After finding it would have “no significant" environmental impact, the U.S. Dept. of Transportation’s Federal Highway Administration signed off on the $3.6-billion Brent Spence Bridge Corridor for a crossing over the Ohio River between Cincinnati and Northern Kentucky. The design of the bridge portion of the corridor improvement project, intended to reduce congestion on the existing Brent Spence Bridge, is not finalized, though construction is set to start next year.  

“The project will address one of the worst truck bottlenecks in the nation by improving safety and travel on an Interstate connection that carries more than $400 billion worth of freight every year,” Ohio Gov. Mike DeWine said in a statement. 

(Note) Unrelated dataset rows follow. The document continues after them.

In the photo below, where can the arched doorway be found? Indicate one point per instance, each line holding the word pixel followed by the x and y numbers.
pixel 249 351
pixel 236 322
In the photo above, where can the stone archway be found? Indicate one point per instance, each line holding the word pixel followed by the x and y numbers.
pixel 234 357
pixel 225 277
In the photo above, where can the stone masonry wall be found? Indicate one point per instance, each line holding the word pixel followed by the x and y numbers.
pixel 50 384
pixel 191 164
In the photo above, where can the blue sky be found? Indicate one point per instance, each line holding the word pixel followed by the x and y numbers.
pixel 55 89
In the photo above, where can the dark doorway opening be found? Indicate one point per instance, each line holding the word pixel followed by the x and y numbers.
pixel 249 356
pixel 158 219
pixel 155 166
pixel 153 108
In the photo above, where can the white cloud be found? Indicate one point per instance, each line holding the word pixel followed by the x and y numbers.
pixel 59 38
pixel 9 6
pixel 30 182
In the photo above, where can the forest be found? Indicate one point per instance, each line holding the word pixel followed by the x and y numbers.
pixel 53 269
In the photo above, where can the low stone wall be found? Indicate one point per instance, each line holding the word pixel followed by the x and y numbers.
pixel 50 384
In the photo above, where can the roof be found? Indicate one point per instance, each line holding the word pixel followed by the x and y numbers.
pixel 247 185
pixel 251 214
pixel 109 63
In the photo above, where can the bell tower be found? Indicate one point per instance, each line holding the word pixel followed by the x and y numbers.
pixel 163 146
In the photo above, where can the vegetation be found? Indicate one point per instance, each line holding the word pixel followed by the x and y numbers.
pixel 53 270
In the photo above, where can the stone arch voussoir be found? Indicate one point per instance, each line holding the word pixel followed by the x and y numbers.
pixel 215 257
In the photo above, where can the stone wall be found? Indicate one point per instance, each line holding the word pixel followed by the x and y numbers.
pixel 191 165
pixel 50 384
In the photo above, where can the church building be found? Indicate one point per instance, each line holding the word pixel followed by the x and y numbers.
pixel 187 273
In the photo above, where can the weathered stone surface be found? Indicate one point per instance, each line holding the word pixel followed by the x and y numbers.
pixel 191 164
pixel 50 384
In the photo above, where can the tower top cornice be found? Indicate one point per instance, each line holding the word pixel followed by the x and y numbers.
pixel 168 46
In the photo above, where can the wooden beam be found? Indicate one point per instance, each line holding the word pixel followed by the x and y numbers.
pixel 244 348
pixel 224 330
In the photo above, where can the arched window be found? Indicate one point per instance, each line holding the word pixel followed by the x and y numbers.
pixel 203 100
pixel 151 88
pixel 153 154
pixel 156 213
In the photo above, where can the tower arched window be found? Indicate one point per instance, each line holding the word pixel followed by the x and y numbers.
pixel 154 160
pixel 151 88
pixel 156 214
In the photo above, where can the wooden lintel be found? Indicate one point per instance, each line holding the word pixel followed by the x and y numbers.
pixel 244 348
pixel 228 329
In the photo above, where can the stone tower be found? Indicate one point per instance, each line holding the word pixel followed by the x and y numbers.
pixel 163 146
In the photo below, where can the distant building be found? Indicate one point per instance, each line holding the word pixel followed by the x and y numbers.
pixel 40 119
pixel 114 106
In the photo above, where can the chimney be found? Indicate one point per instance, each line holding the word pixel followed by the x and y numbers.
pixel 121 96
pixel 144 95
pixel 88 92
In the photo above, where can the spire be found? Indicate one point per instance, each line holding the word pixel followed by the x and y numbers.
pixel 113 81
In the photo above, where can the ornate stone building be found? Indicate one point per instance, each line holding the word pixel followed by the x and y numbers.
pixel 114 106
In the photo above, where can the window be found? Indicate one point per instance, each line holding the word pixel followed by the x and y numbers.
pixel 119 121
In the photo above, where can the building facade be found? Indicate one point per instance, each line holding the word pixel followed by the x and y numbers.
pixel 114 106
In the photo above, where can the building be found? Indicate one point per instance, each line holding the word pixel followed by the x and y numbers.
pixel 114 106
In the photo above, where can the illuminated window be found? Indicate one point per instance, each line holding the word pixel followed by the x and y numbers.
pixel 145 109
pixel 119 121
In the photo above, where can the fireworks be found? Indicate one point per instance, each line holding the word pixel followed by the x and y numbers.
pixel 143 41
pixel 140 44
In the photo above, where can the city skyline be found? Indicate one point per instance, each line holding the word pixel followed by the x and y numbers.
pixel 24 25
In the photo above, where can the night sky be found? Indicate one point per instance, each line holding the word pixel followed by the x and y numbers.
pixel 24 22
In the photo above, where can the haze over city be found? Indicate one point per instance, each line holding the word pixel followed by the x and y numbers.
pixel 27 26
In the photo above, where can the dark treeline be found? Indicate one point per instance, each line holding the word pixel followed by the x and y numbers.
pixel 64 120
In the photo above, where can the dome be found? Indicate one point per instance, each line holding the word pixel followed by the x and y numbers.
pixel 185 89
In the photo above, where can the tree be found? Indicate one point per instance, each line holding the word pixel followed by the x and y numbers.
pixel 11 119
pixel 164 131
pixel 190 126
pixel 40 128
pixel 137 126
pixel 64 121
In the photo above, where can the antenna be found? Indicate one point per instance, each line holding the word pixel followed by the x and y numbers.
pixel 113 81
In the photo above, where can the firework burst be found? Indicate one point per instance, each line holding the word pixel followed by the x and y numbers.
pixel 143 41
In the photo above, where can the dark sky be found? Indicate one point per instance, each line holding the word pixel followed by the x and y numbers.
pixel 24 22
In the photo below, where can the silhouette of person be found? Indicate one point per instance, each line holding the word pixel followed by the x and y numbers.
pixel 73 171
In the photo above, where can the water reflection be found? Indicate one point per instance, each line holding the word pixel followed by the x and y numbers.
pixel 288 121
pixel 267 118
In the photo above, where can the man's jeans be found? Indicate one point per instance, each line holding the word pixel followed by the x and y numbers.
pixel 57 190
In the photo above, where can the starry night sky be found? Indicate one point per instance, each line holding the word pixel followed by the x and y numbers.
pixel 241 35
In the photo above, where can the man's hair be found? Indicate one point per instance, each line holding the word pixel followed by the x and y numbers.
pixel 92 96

While the existing Brent Spence Bridge was designed to accommodate 80,000 vehicles per day, in 2020, it averaged more than 132,000 vehicles per day, according to KYTC data. 

Last July, officials in the two states selected Walsh Kokosing Design-Build Team as the contractor for the first of the scheme's three phases, which is the largest piece. It includes the $3.1-billion bridge itself plus road improvements along five miles of I-71/75 in Kentucky and one mile of I-75 in Ohio. The joint venture team includes designers AECOM, Parsons and Jacobs.

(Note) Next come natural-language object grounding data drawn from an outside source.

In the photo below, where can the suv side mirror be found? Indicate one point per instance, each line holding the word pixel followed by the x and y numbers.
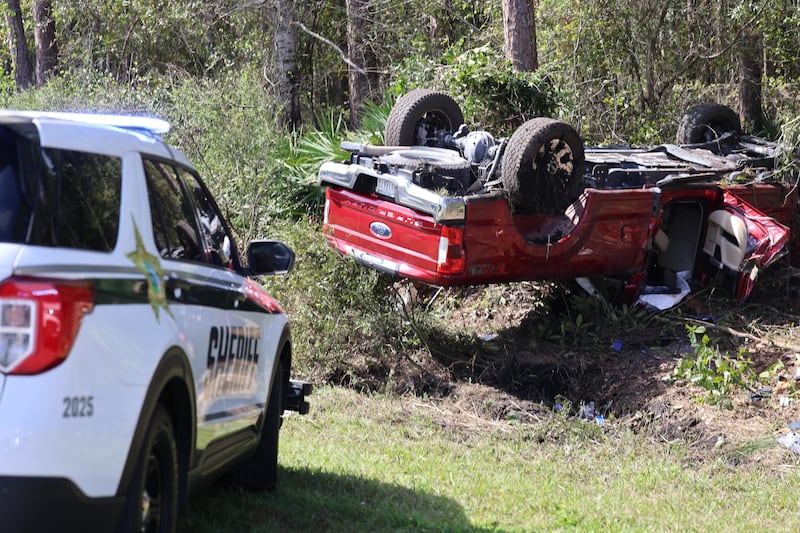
pixel 269 257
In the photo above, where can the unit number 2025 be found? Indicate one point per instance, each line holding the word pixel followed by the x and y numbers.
pixel 78 406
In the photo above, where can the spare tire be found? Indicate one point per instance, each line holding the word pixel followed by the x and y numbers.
pixel 707 122
pixel 422 117
pixel 542 167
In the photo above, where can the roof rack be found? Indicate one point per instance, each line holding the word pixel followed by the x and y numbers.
pixel 152 125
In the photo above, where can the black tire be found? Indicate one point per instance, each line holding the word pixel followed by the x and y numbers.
pixel 422 117
pixel 152 504
pixel 260 471
pixel 707 122
pixel 542 167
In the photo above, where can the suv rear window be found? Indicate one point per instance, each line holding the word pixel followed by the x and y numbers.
pixel 61 198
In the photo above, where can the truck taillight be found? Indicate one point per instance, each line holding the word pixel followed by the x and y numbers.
pixel 39 320
pixel 451 251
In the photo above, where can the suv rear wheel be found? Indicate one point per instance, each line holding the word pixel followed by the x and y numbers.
pixel 153 495
pixel 260 471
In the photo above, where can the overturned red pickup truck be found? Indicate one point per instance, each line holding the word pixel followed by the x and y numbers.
pixel 445 206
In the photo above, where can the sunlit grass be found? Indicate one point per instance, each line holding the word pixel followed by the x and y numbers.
pixel 359 463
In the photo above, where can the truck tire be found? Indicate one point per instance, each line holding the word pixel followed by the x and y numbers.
pixel 706 122
pixel 542 167
pixel 422 117
pixel 153 493
pixel 260 471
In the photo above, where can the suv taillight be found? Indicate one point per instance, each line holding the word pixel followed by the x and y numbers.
pixel 39 320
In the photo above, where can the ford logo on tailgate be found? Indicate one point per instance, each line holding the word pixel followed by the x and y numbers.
pixel 380 230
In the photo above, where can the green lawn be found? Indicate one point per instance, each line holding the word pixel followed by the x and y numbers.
pixel 379 463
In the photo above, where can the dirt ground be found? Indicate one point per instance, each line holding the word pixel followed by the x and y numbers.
pixel 495 361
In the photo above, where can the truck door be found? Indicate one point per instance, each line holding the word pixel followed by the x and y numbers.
pixel 740 242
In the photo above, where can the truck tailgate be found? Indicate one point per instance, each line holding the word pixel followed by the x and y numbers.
pixel 383 235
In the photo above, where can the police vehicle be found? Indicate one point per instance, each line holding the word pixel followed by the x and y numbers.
pixel 137 358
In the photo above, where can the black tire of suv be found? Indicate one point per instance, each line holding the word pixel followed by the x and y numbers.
pixel 437 110
pixel 260 471
pixel 542 167
pixel 706 122
pixel 156 477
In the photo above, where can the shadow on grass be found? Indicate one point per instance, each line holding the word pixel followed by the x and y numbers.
pixel 314 501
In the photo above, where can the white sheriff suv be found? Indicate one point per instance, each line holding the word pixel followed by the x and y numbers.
pixel 137 359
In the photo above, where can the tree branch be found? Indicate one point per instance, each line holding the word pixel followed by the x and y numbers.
pixel 330 43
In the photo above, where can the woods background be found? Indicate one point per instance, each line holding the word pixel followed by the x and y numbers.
pixel 618 70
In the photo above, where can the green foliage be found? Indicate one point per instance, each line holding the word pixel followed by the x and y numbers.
pixel 719 373
pixel 339 310
pixel 490 92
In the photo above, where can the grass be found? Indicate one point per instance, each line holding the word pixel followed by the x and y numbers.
pixel 380 463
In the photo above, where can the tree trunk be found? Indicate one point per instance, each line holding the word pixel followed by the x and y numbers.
pixel 519 23
pixel 750 109
pixel 286 62
pixel 23 75
pixel 44 39
pixel 362 70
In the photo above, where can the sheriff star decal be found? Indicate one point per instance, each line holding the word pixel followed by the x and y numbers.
pixel 150 266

The Ohio Dept. of Transportation (ODOT) and Kentucky Transportation Cabinet (KYTC) are jointly planning to build either an arch or cable-stayed bridge west of the existing bridge to carry Interstate 71 and I-75. The double-decker span will have five lanes per deck.

The plan also calls for widening 7.8 miles of highway, rebuilding various highway bridges and interchanges along the route and adding collector-distributor roads aimed at improving the flow of traffic.

The existing bridge, which currently carries the Interstates, will be reconfigured for local traffic, reducing the number of lanes on both decks from four to three to add shoulders. 

The plan is based on an earlier version approved in 2012 but not built for lack of funding. The current project is being funded in part with $1.6 billion from 2021’s Infrastructure Investment and Jobs Act via the Federal Highway Administration. 

The refined plan reduces the project footprint from 53.38 acres to 51.18 acres, state officials say. Phase two and three contracts have not been awarded. Both would cover road improvements along the Ohio section of I-75. ODOT expects they would each cost more than $200 million. Construction of one phase would start in 2026; the other in 2029.  

“This bridge is a vital connector of goods to thousands of people in Kentucky and Ohio, and the investment in the Brent Spence Bridge will ensure the surrounding communities, and communities across the entire country, benefit from these improvements for decades to come,” said Shailen Bhatt, the federal highway administrator, in a statement.